Example: Deploy BERT as a k8s service

Introduction

This tutorial uses BERT model as a teaching example on how to deploy an inference application using Kubernetes on the Inf1 instances.

Prerequisite:

  • tutorial-k8s.md: to setup k8s support on your cluster.

  • Inf1 instances as worker nodes with attached roles allowing:

    • ECR read access policy to retrieve container images from ECR: arn:aws:iam::aws:policy/AmazonEC2ContainerRegistryReadOnly

    • S3 access to retrieve saved_model from within tensorflow serving container.

Step 1: Build an example tensorflow serving container

Use the following dockerfile: tensorflow-model-server-neuron Dockerfile

docker build . -f Dockerfile.tf-serving  -t tf-serving-ctr

Step 2: Compile and place your saved model in an S3 bucket

Follow this step in BERT example below to compile BERT into a saved model:

Compiling Neuron compatible BERT-Large Section: Compile open source BERT-Large saved model using Neuron compatible BERT-Large implementation*

The following instructions assume that the saved model is in s3 bucket s3:/// as following: s3:///bert/1/saved_model.pb

Step 3: Deploy bert_service.yml

Get a local copy of [./bert_service.yml]; inspect, modify; then, apply to your cluster.

The example service described in the manifest has two containers in a pod: The inference serving container and neuron-rtd container.
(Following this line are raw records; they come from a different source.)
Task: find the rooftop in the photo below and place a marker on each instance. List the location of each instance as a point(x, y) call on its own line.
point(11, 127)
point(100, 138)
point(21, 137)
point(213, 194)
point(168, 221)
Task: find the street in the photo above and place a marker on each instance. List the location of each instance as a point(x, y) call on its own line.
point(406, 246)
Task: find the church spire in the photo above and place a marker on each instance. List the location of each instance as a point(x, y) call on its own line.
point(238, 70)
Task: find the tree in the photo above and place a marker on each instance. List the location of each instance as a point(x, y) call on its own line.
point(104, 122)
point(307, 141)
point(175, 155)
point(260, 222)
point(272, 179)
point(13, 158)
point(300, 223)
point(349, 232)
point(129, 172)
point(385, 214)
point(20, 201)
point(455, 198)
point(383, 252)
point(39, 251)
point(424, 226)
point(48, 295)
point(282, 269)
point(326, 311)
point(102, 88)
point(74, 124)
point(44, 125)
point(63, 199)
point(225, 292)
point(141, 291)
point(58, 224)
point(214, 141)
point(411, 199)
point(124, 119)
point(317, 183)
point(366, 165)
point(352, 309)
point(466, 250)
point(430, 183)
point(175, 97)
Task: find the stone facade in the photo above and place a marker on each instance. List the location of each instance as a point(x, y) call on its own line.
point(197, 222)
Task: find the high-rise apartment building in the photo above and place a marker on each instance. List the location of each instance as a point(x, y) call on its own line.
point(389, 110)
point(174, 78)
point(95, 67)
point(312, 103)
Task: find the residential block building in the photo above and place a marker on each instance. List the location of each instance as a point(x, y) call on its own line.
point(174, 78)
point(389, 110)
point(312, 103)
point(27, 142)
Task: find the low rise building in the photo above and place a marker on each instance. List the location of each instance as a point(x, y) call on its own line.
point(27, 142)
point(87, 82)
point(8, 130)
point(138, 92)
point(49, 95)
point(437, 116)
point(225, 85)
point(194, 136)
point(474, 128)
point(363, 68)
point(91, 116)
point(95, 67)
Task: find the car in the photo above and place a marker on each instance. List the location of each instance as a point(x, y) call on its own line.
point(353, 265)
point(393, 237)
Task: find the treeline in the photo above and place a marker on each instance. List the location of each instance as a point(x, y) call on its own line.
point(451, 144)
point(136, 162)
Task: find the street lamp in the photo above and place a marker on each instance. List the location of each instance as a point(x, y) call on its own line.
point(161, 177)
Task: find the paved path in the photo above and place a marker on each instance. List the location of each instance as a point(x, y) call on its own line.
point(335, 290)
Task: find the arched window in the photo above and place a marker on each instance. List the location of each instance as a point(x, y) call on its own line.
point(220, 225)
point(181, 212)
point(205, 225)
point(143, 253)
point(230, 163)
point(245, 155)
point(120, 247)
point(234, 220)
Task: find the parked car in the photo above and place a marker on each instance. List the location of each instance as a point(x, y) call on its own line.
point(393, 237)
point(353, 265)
The two containers talk over a unix domain socket placed in shared mounted volume. The neuron-rtd container requires elevated privileges to access Inferentia device, hence the following capability must be provided in the manifest: CAP_SYS_ADMIN, CAP_IPC_LOCK. Neuron-rtd will drop those capabilities at init time, before opening a GRPC socket. By default, neuron-rtd will attempt to preallocate 128 2MB hugepages per Inferentia on start up. The example application uses one Inferentia device per container, if more are required, the amount of required hugepages needs to be adjusted in the manifest.

Modify the manifest to point at your own S3 bucket instead of: s3::// Apply manifest to your cluster.

kubectl apply -f bert_service.yml

Step 4: Run some inferences!

Forward gRPC port to the inf-k8s-test service:

kubectl port-forward svc/inf-k8s-test 9000:9000 &

Run the provided [./bert_client.py]

python3 bert_client.py

Result:

WARNING:tensorflow:
The TensorFlow contrib module will not be included in TensorFlow 2.0.
For more information, please see:
  * https://github.com/tensorflow/community/blob/master/rfcs/20180907-contrib-sunset.md
  * https://github.com/tensorflow/addons
  * https://github.com/tensorflow/io (for I/O related ops)
If you depend on functionality not listed there, please file an issue.

Handling connection for 9000
Inference successful: 0
Inference successful: 1
Inference successful: 2
Inference successful: 3
Inference successful: 4
Inference successful: 5
Inference successful: 6
Inference successful: 7
Inference successful: 8
Inference successful: 9
Inference successful: 10
Inference successful: 11
...